0

I would like to run a test for each species of ant that I have (columns 9-13) that compares values in the following columns: Attack_count, Attack_percent, Survival_count, and Survival_percent. I want to make this comparison when individual ant species are ants>0 to when they are ant==0.

This is what I have tried, and it returns pvalue=NA multiple times. This is my first attempt at writing a for loop and I do not know how to incorporate i.

I added in the bootstrap code. I am not exactly sure how making a reproducible example goes but I wrote one in

bootstrap_ttest <- function(data1,data2,resamples){

    delta_real <- mean(data1) - mean(data2) ##real diff btwn means
    pooled_data <- c(data1, data2)

    null_differences <-c()
    for(x in 1:1000){

        data1_null <- sample(pooled_data,size=length(data1), replace=T)
        data2_null <- sample(pooled_data,size=length(data2), replace=T)

        delta_null <- mean(data1_null) - mean(data2_null)
        null_differences <- c(null_differences, delta_null )

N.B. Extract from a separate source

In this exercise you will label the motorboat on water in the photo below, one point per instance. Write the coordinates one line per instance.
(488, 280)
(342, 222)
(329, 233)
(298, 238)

    }## end of resampling loop 

    pvalue <- sum(abs(null_differences) > abs(delta_real))/length(null_differences)
    cat("pvalue:", pvalue)
    assign("pvalue", pvalue,.GlobalEnv) 
    assign("null_dist", null_differences,.GlobalEnv )
    assign("delta_obs", delta_real,.GlobalEnv )

}
ac_pvals = vector(length = ncol(ants))
ap_pvals = vector(length = ncol(ants))
sc_pvals = vector(length = ncol(ants))
sp_pvals = vector(length = ncol(ants))

for(i in 1:ncol(ants)){

  ants = data.frame(mainbroca[,9:13])

test1 = bootstrap_ttest(data1=mainbroca$Attack_count[ants == 0], 
                data2=mainbroca$Attack_count[ants>0], resamples=1000)
test2 = bootstrap_ttest(data1=mainbroca$Attack_percent[ants == 0], 
                data2=mainbroca$Attack_percent[ants>0], resamples=1000)
test3 = bootstrap_ttest(data1=mainbroca$Survival_count[ants == 0], 
                data2=mainbroca$Survival_count[ants>0], resamples=1000)
test4 = bootstrap_ttest(data1=mainbroca$Survival_percent[ants == 0], 
                data2=mainbroca$Survival_percent[ants>0], resamples=1000)

ac_pvals[1] = c(test1)
ap_pvals[1] = c(test2)
sc_pvals[1] = c(test3)
sp_pvals[1] = c(test4)

}

#reproducible

fakerow1 <- c(1,2,3,4,100,80,60,40,20)
fakerow2 <- c(1,2,3,4,100,80,60,40,20)
fakedata = rbind(fakerow1,fakerow2)
colnames(fakedata) = c('ac','ap','sc','sp','ant1','ant2','ant3','ant4','ant5')
Gautam
  • 2,597
  • 1
  • 28
  • 51
  • 1
    Can you provide a sample of the data you used? Thanks. – Taher A. Ghaleb Nov 19 '19 at 16:03
  • @Jannice Newson, from which packages the function `bootstrap_ttest` is coming from ? I'm not able to find it online. Also, instead of attached images, can you provide a [reproducible example](https://stackoverflow.com/questions/5963269/how-to-make-a-great-r-reproducible-example) of your data, it will facilitate copy/paste. – dc37 Nov 19 '19 at 17:32
  • Thanks for the update, I update my answer too accordingly – dc37 Nov 20 '19 at 04:11

3 Answers3

0

I have modified your code to do what I think you want. You were looping over the columns and needed to filter the ants dataset by column and then save the results to your vectors without overwriting.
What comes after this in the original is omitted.